Approximately only 5% of the water coming into Lake Titicaca is drained by a river. This river is River Desaguadero. The remaining 95% of incoming water is lost by evaporation into the atmosphere.
The average temperature of Lake Titicaca is only 11 degrees Celsius.
In the area surrounding Lake Titicaca there are more than 180 ancient monuments and ruins providing proof of the Incan civilization that once dominated the region.
The population of the area surrounding Lake Titicaca is approximately 228,000.
There are more than 530 aquatic species living in Lake Titicaca.
There are 24 species of freshwater snails living in Lake Titicaca.
Because of its high elevation, Lake Titicaca's climate is cool or cold for much of the year.
People wishing to visit Lake Titicaca's region can do so via bus, plane, car, train, or hike if they choose.
Lake Titicaca is susceptible to both drought conditions and flood conditions, depending on rainfall in a particular year.
Flooding in 1986 to 1987 cost the region more than $125 million in economic losses. The droughts in 1982, 1983, 1989 and 1990 cost the region more than $200 million in damages.
There are manmade islands floating in Lake Titicaca, which are home to people that can date their ancestry to the Incans.

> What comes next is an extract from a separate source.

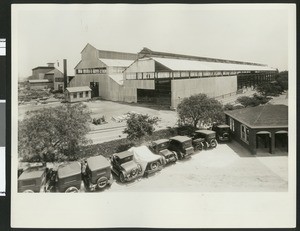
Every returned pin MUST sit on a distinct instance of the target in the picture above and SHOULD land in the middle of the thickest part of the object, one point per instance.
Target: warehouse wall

These islands are made from totora reeds and called Islas Flotantes.
The water in Lake Titicaca is slightly salty, referred to as brackish.
The most common fish in Lake Titicaca are killifish and catfish.
The large part of Lake Titicaca is referred to as Lago Grande which means 'big lake' while the small part of Lake Titicaca is referred to as Lago Pequeno which means 'little lake.'
40% of Lake Titicaca belongs to Bolivia while the other 60% belongs to Peru.